Même s’il y a une part d’illusion à penser que le fonds commun des religions s’apparente au christianisme, la mentalité théologique du Moyen Âge n’en fut pas moins profondément bouleversée par les idées novatrices du Cusain. Durant mille ans, inspirés par Aristote (384-322 avant J.C.), les théologiens, plus particulièrement marqués par Thomas d’Aquin (1225-1274), avaient développé des systèmes logiques où tout s’expliquait, or la prise de conscience humaniste de la multiplicité des croyances religieuses rendait ces synthèses caduques. Il fallait changer de repère ! En s’inspirant de Platon, Nicolas de Cuse réfuta les sommes théologiques de ses prédécesseurs par un raisonnement simple : les déductions logiques sont valables pour les réalités finies, palpables, mais pour les réalités spirituelles, la logique rationnelle explose, car elle n’est pas faite pour traiter des infinies perfections divines. La conséquence de ce raisonnement, qu’il dénomma Docte ignorance, du nom de son ouvrage majeur, est une crise générale des convictions. Étant donné que l’infini n’est pas connaissable, toute connaissance aboutit à l’ignorance ! L’apôtre Paul, bien avant le Cusain, avait averti que la connaissance cesserait un jour (1 Co 13,8).

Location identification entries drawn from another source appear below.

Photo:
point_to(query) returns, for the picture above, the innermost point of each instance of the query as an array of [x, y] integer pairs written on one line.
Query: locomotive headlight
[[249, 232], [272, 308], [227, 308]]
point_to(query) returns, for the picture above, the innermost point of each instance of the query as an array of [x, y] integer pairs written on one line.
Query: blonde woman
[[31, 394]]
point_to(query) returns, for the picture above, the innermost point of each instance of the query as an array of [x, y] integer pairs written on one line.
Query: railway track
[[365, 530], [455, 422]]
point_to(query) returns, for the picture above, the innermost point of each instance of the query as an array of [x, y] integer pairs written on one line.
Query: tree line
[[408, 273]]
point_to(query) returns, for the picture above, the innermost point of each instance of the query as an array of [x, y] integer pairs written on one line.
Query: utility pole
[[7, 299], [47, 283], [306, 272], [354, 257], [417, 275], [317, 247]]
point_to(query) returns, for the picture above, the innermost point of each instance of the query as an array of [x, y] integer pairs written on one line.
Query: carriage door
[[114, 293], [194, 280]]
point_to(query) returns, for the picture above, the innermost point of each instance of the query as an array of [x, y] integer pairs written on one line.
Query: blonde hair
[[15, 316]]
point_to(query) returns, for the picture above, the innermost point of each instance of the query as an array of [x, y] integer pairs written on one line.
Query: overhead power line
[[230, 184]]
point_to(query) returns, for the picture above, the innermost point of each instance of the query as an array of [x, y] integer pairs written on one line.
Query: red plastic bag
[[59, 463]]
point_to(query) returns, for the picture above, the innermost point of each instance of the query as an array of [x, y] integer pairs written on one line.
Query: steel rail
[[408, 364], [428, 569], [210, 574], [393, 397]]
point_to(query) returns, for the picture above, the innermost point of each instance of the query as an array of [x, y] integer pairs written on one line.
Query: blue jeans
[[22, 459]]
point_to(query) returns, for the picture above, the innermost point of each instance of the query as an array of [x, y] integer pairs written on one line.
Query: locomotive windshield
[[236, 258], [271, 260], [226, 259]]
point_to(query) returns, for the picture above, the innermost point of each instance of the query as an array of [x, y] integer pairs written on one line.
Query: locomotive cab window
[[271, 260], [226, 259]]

Ainsi, la diversité des croyances religieuses s’expliquait facilement par l’imperfection de toute connaissance et donc aussi de toute doctrine religieuse. Restait à démontrer pourquoi le christianisme occupait tout de même une place centrale parmi les religions. Selon Nicolas de Cuse, et là aussi il n’est pas dit que nous puissions le suivre sans difficultés, alors que les contraires s’opposent dans le monde fini (chaud et froid, bien et mal, juste et faux, unique et multiple, etc.) ils coïncident dans le monde infini, selon le principe de la coincidentia oppositorum, de sorte qu’en Dieu ne subsiste aucune contradiction. Et c’est bien dans le christianisme qu’apparaît la manifestation suprême de cette fusion des opposés, le Christ étant à la fois le minimus homo, l’humble serviteur crucifié, et le maximus homo, le Verbe divin incarné. Très innovante et créatrice, la pensée libérale de Nicolas de Cuse a désenclavé la théologie, non sans le risque, qui lui fut souvent reproché, de transformer le christianisme en une nouvelle philosophie platonicienne.